Trekking 

Muscoli abituati alla fatica e articolazioni stabili: sono queste le carte in regola per affrontare senza problemi una giornata di trekking. Per preparare le vostre gambe alle escursioni estive, seguite questo programma di allenamento

di Cristina Sarto  - 27 Giugno 2005

Cammina sullo sterrato

Salire su un tapisroulant o percorrere una strada asfaltata non serve: l'allenamento migliore è quello che potete fare su un fondo irregolare, come un percorso all'interno di un bosco. "Iniziate a camminare a ritmo lento, prestando attenzione a come si muove la caviglia ogni volta che il piede incontra un'asperità del terreno" consiglia Viviana Ghizzardi, personal trainer. "Man mano che vi sentite più sicure, aumentate la velocità e spingetevi attraverso sentieri sempre più sconnessi.
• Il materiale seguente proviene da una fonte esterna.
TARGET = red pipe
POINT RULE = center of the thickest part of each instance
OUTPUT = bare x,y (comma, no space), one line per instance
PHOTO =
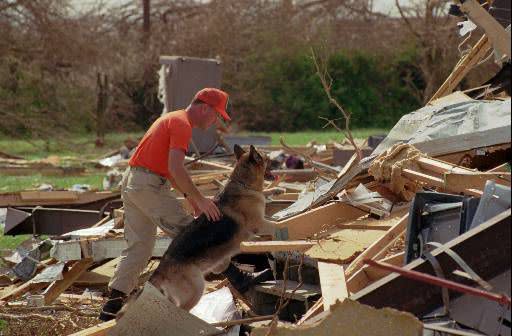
430,279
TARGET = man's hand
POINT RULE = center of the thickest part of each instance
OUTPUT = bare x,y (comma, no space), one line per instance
208,208
194,206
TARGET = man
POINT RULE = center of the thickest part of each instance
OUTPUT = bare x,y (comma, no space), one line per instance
158,163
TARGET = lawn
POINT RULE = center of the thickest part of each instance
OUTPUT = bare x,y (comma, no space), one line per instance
83,147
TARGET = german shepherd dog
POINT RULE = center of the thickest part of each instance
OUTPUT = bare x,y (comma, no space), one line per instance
203,246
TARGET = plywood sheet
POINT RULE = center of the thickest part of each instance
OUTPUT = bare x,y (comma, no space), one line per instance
345,246
354,319
152,314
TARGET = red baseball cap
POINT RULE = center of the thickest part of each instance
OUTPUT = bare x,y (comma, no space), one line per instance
216,98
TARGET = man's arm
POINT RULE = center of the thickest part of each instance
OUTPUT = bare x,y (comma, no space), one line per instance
185,185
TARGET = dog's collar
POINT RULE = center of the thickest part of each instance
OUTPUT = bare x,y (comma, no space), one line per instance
245,186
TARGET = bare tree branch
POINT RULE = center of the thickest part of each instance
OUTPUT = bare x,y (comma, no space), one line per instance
326,80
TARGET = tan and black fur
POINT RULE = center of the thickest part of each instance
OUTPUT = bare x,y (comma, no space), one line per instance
203,246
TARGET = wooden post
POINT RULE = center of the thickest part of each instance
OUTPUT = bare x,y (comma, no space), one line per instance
477,53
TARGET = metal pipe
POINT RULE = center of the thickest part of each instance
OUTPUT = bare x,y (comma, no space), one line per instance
430,279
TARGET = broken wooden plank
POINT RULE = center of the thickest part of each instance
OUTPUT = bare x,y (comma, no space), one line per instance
344,246
15,199
419,298
476,54
101,249
59,286
59,195
100,275
275,287
286,197
296,175
307,224
332,283
22,289
358,281
276,246
367,275
476,180
500,39
378,245
97,330
437,182
153,314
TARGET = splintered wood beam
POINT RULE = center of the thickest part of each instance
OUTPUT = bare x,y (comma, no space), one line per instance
477,180
500,39
332,283
437,182
309,223
22,289
424,178
57,287
357,282
477,53
375,248
441,167
276,246
97,330
503,168
367,275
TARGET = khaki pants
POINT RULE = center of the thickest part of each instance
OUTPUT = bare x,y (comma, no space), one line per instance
148,203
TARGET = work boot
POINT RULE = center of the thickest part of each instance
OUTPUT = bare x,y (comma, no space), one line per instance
113,305
242,281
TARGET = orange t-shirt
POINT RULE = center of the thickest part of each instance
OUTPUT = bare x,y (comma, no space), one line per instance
171,131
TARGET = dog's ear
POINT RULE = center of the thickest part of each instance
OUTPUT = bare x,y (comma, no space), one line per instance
254,155
238,151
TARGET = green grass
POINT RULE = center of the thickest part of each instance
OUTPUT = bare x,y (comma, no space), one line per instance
81,146
321,137
16,183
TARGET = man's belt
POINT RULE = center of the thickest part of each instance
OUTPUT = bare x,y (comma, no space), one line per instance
148,171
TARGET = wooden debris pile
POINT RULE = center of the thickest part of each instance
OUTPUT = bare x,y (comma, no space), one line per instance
337,219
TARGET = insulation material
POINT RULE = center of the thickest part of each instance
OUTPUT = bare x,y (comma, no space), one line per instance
218,306
387,168
354,319
451,116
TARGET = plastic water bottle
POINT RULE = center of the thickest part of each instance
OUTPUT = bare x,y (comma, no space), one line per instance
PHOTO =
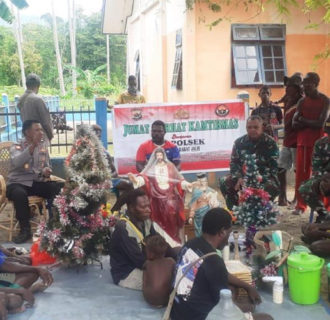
277,288
228,310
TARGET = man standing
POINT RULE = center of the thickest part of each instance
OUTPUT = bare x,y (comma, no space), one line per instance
266,151
132,95
127,255
309,120
198,292
318,186
157,140
33,107
267,111
29,169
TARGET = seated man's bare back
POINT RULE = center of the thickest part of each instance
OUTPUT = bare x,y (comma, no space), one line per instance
157,272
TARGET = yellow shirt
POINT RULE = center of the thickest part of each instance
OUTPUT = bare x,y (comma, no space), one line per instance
128,98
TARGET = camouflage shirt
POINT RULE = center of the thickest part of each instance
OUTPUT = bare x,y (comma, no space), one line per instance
266,151
321,157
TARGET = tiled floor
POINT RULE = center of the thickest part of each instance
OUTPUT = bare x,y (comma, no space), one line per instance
89,294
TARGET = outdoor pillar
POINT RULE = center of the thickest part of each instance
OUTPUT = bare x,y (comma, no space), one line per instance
5,101
101,119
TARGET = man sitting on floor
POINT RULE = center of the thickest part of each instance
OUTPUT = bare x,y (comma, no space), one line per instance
19,282
198,292
29,171
127,254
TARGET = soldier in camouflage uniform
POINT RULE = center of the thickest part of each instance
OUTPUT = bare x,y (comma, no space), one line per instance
266,151
318,186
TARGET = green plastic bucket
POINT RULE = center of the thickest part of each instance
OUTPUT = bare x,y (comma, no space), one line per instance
304,277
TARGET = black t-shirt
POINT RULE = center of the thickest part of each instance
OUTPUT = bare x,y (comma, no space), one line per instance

L'obiettivo è procedere su tracciati nei quali sperimentare la stessa sensazione di instabilità che vi può cogliere su un pendio. Con un po' di fortuna, potete imbattervi in un ponticello oscillante: affrontatelo senza timori, ma solo dopo avere diminuito la velocità".

Inserisci la corsa

La difficoltà di un'escursione non si esaurisce con l'arrivo al rifugio. Al contrario, aumenta con la discesa. "Ogni passo costringe il quadricipite a un'intensa contrazione per opporsi alla forza di gravità che, invece, tende a stirarlo" spiega Aldo Sassi, docente di Metodologia dell'allenamento alla Facoltà di Scienze Motorie di Milano. "In chi non è abbastanza allenato, questo provoca piccole lacerazioni dei muscoli che, una volta a riposo, si trasformano in dolore". Per evitarlo, inserite nell'allenamento alcuni tratti di corsa. "A differenza della camminata, il piede si appoggia a terra solo dopo una fase di volo, obbligando le gambe a uno sforzo simile a quello sostenuto in discesa" continua l'esperto. "Per iniziare, correte solo nei punti in cui il tracciato è pianeggiante. Poi, provate a farlo in discesa".

Fai lo slalom

Basta un pizzico di fantasia e questo mix si trasforma in un esercizio capace di dare stabilità alle articolazioni. L'occasione migliore? Una fila di alberi. "Fate lo slalom spostandovi lateralmente da un tronco all'altro" dice Viviana Ghizzardi. "Queste piccole variazioni sollecitano i muscoli che sostengono il ginocchio". Quando avete finito, camminate per un centinaio di metri salendo a ogni passo sulla punta del piede. In questo modo, mentre riprendete fiato, rinforzate anche le caviglie.

Per iniziare

Cominciate con 10 minuti di camminata e uno di corsa. Poi aumentate ogni volta di due minuti il walking e di uno il running.

Da evitare

A ogni passo, non scaricate il peso sull'avampiede. L'appoggio corretto per non danneggiare le articolazioni parte dal tallone.

Quanto si brucia 6 calorie al minuto correndo, 4 camminando.